Les dirigeants du Parti libéral envisageaient hier soir d'exclure du caucus la députée Fatima Houda-Pepin, après qu'elle fut entrée en collision avec son chef Philippe Couillard lors d'une réunion à huis clos, mercredi.

> À suivre ce matin: point de presse de Philippe Couillard à 10h00

Estimant qu'elle ne jouait pas le rôle d'avant-plan qu'elle aurait mérité sur les questions de laïcité, elle a claqué la porte, furieuse, et quitté la réunion sur-le-champ.

Une conférence téléphonique à laquelle a participé Philippe Couillard conclut que la députée de La Pinière a posé «des gestes de rupture» qui rendent difficile la poursuite de sa carrière comme députée libérale. La position de Mme Houda-Pepin sur la délicate question de la laïcité est carrément opposée à celle de son parti.

Avant le caucus de mercredi, Mme Houda-Pepin avait frappé un mur avec son intention de déposer un projet de loi pour lutter contre l'intégrisme religieux au Québec. Son ébauche de projet de loi ressemblait davantage à un manifeste politique, ont confié des sources libérales. Elle y reprenait les propositions de Bouchard-Taylor, l'interdiction du port de signe religieux pour les fonctionnaires en autorité. Surtout, elle préconisait aussi une instance de surveillance des manifestations d'intégrisme religieux au Québec.

Après que La Presse eut laissé quelques messages sur sa boîte vocale, en début d'après-midi, Mme Houda-Pepin a exprimé ses doléances dans une lettre. Elle y concentre ses critiques sur des déclarations de son collègue Marc Tanguay, sur le tchador, des propos qui l'ont «sidérée, blessée et choquée». M. Tanguay, qui fait partie du comité du PLQ sur la laïcité, a soutenu publiquement que les femmes portant le tchador pourraient être candidates pour le PLQ, et une fois élues siéger à l'Assemblée nationale. Or, au préalable ces candidates devraient être cautionnées par le chef du parti, rappelle Mme Houda-Pepin dans sa lettre, réprouvant que son parti puisse proposer comme modèle d'égalité entre les sexes «celui de l'Arabie saoudite ou de l'Iran des ayatollahs». Le tchador «est l'expression même de l'oppression des femmes», écrit-elle. «Suis-je encore dans le Parti libéral dont les élites [...] ont mené un combat courageux pour la séparation de l'Église et de l'État», poursuit-elle, dans sa lettre, où elle dit s'exprimer «en son nom personnel».
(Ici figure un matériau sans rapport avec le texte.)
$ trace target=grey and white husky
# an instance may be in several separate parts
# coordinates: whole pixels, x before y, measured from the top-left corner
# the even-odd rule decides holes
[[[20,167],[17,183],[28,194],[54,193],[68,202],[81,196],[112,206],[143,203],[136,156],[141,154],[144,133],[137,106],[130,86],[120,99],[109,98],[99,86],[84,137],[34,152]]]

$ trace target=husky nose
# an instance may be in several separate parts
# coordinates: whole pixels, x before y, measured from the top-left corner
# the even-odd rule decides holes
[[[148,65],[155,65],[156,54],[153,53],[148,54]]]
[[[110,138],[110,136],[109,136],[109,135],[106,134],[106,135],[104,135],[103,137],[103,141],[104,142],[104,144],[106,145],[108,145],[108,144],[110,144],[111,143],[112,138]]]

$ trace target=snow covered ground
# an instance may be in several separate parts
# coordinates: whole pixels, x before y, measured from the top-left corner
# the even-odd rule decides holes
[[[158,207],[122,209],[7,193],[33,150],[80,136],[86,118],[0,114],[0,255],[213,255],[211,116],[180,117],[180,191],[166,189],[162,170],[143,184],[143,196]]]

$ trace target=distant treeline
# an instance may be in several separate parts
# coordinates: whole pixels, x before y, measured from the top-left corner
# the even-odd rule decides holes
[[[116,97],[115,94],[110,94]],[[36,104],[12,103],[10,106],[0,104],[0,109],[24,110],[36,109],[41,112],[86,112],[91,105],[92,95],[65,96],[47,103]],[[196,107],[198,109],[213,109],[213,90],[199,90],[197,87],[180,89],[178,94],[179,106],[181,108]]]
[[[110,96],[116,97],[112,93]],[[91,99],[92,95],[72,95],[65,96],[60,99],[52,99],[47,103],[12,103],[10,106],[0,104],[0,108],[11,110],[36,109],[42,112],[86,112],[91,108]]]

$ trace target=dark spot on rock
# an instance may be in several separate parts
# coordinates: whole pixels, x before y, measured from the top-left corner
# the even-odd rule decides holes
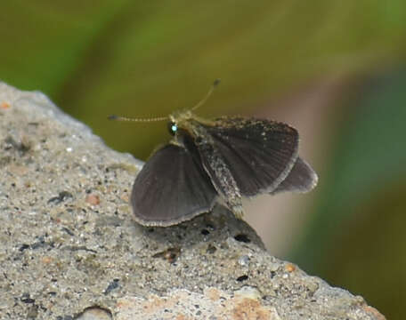
[[[28,249],[29,244],[22,244],[21,246],[19,248],[19,250],[22,252],[24,250]]]
[[[181,254],[181,249],[179,248],[168,248],[161,252],[155,253],[152,258],[163,258],[169,263],[176,261]]]
[[[110,292],[111,292],[114,289],[118,288],[120,286],[120,284],[118,284],[119,281],[120,279],[113,279],[113,281],[109,284],[103,293],[107,295]]]
[[[24,302],[24,303],[34,303],[36,302],[36,300],[35,299],[32,299],[32,298],[29,298],[29,296],[28,297],[21,297],[21,302]]]
[[[207,245],[207,250],[206,251],[207,253],[213,254],[216,252],[217,248],[215,247],[213,244]]]
[[[65,231],[69,236],[75,236],[75,234],[66,227],[62,227],[62,230]]]
[[[242,282],[242,281],[246,281],[248,278],[248,276],[244,275],[244,276],[239,276],[236,280],[237,280],[238,282]]]
[[[245,244],[249,244],[251,242],[251,239],[248,237],[248,236],[245,234],[238,234],[234,236],[234,239],[236,239],[238,242],[243,242]]]
[[[58,196],[48,200],[48,204],[59,204],[68,198],[73,198],[73,196],[69,191],[61,191]]]

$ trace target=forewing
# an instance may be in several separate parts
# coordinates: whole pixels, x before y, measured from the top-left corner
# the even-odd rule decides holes
[[[288,124],[223,117],[205,128],[245,196],[275,190],[296,161],[298,133]]]
[[[199,155],[168,144],[144,164],[133,186],[135,220],[145,226],[170,226],[210,211],[216,192]]]
[[[280,182],[272,193],[283,191],[308,192],[316,187],[317,180],[316,172],[299,156],[288,177]]]

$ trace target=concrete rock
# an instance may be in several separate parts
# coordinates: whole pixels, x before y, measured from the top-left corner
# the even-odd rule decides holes
[[[142,163],[42,93],[0,83],[0,124],[1,319],[385,319],[223,208],[139,226]]]

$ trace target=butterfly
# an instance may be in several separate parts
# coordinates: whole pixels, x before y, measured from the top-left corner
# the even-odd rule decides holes
[[[207,120],[193,113],[217,84],[191,109],[152,119],[167,119],[173,138],[135,178],[131,205],[138,223],[179,224],[218,202],[240,219],[242,197],[307,192],[316,186],[317,174],[298,156],[298,132],[288,124],[241,116]]]

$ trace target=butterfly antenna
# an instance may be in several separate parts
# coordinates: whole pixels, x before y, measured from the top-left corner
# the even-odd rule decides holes
[[[211,85],[210,89],[208,90],[207,93],[204,96],[204,98],[198,102],[196,106],[194,106],[191,110],[194,111],[198,108],[200,108],[205,104],[205,102],[207,100],[208,98],[212,95],[213,92],[215,91],[215,87],[220,84],[220,79],[215,79],[213,84]]]
[[[116,115],[111,115],[108,116],[109,120],[117,120],[117,121],[131,121],[131,122],[154,122],[154,121],[164,121],[169,119],[167,116],[158,116],[154,118],[130,118],[126,116],[119,116]]]

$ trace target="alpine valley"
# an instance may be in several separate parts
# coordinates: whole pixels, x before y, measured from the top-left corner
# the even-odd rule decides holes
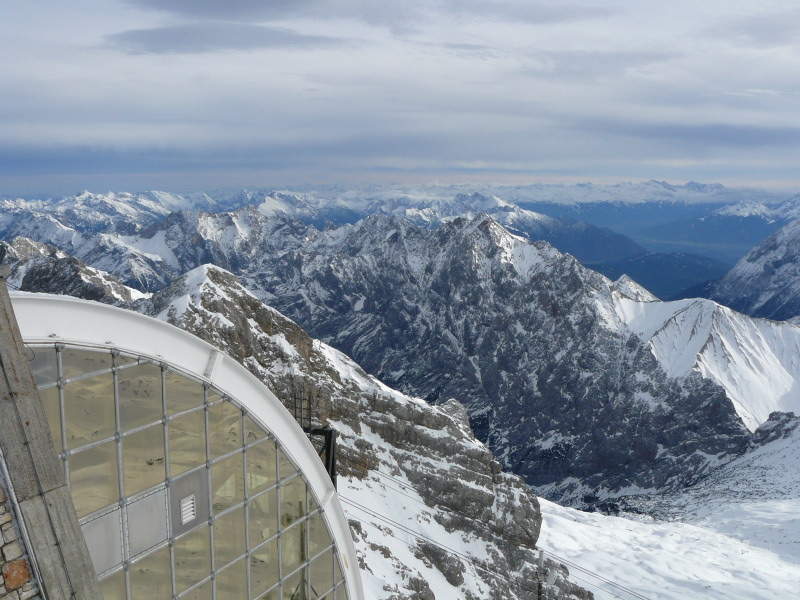
[[[534,192],[86,192],[0,201],[0,237],[20,289],[157,316],[314,398],[370,597],[529,598],[538,548],[553,598],[790,597],[800,329],[607,279],[585,264],[647,249]],[[754,192],[671,193],[724,215]],[[789,272],[775,235],[740,265]]]

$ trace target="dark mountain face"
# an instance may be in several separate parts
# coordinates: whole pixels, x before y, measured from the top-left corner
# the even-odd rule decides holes
[[[522,600],[535,592],[538,500],[518,476],[501,471],[457,402],[432,407],[381,385],[217,267],[198,267],[142,297],[113,276],[24,238],[15,240],[8,263],[26,291],[33,287],[159,316],[227,352],[288,406],[298,393],[309,397],[315,425],[339,432],[339,493],[351,502],[394,507],[394,523],[380,528],[369,519],[350,521],[362,569],[379,585],[396,581],[392,598],[431,598],[434,587],[447,598]],[[398,488],[402,496],[424,501],[400,508],[391,502]],[[392,542],[404,527],[416,530],[423,522],[436,527],[408,543],[418,559],[409,561],[406,543],[398,551]],[[461,551],[448,553],[445,545]],[[554,575],[552,598],[593,597],[570,580],[565,566],[548,559],[546,568]]]
[[[371,217],[285,253],[251,288],[390,385],[454,397],[546,495],[690,481],[747,434],[723,390],[669,379],[615,326],[610,282],[491,219]]]
[[[619,261],[586,265],[609,279],[628,275],[663,300],[694,297],[686,290],[720,279],[730,265],[697,254],[648,252]]]
[[[615,321],[608,280],[487,217],[319,232],[246,207],[103,240],[76,247],[126,282],[208,261],[236,271],[390,385],[461,401],[479,437],[552,498],[679,485],[746,437],[721,388],[667,378]]]

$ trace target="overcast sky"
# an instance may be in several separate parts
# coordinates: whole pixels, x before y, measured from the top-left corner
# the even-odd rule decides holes
[[[800,187],[796,0],[6,0],[0,195]]]

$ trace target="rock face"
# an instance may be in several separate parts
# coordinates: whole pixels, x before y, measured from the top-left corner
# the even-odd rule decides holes
[[[538,503],[499,471],[456,401],[437,408],[387,388],[215,267],[195,269],[140,309],[225,349],[287,403],[310,399],[339,431],[339,492],[371,573],[369,597],[529,597]]]
[[[9,283],[26,291],[58,290],[60,294],[107,303],[131,302],[146,296],[54,246],[28,238],[14,238],[6,261],[13,270]]]
[[[712,289],[711,299],[755,317],[800,315],[800,221],[751,250]]]
[[[245,207],[113,240],[85,256],[126,283],[213,261],[389,385],[458,399],[478,437],[551,498],[681,485],[747,435],[721,388],[665,375],[614,316],[608,280],[485,216],[320,232]]]
[[[55,267],[63,259],[42,260]],[[58,277],[38,281],[43,291],[61,291]],[[101,300],[217,345],[287,404],[307,399],[315,423],[338,431],[339,493],[367,597],[536,597],[538,501],[519,477],[501,471],[460,403],[433,407],[386,387],[220,268],[198,267],[133,303],[116,298],[110,281]],[[592,598],[563,565],[548,560],[546,568],[556,577],[553,598]]]
[[[369,217],[247,281],[389,385],[463,402],[478,437],[550,498],[686,484],[746,444],[721,387],[668,377],[620,322],[611,282],[490,218],[430,231]]]

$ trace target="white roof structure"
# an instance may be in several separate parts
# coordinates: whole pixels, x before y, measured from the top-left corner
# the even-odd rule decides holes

La lettre de la députée libérale

«On est dans un pays libre, Mme Houda-Pepin a droit à ses opinions», s'est contenté de répondre Me Tanguay hier. Cette sortie du député Tanguay, «c'est la goutte qui a fait déborder le vase», écrit Mme Houda-Pepin, rappelant que jamais on n'avait discuté du tchador au sein du caucus libéral. La députée n'a pas rappelé La Presse, pas plus que ses collègues libéraux après son esclandre, à huis clos.

Couillard défié

Au caucus, Mme Houda-Pepin s'est heurtée de plein fouet à Philippe Couillard. «Elle l'a affronté, elle martelait: «Vous ne m'avez nommée nulle part [dans ce dossier]. Vous vous êtes trompé!»», ont confié des témoins. Sollicitée depuis des semaines par les médias pour commenter le projet de charte de Bernard Drainville, Mme Houda-Pepin a fait valoir à ses pairs libéraux qu'elle était à l'Assemblée nationale clairement l'élue qui connaissait le mieux ces questions.

Après le plaidoyer de Mme Houda-Pepin, Philippe Couillard lui aurait répliqué, sans appel, qu'à titre de chef il avait fait un choix, et «estimait avoir mis les bonnes personnes aux bons endroits».

À ses collègues du caucus, Mme Houda-Pepin a souligné être plus proche de la position de la commission Bouchard-Taylor que de celle de son propre parti, qui prône la totale liberté quant au port de signes religieux ostentatoires - à l'exception du voile intégral.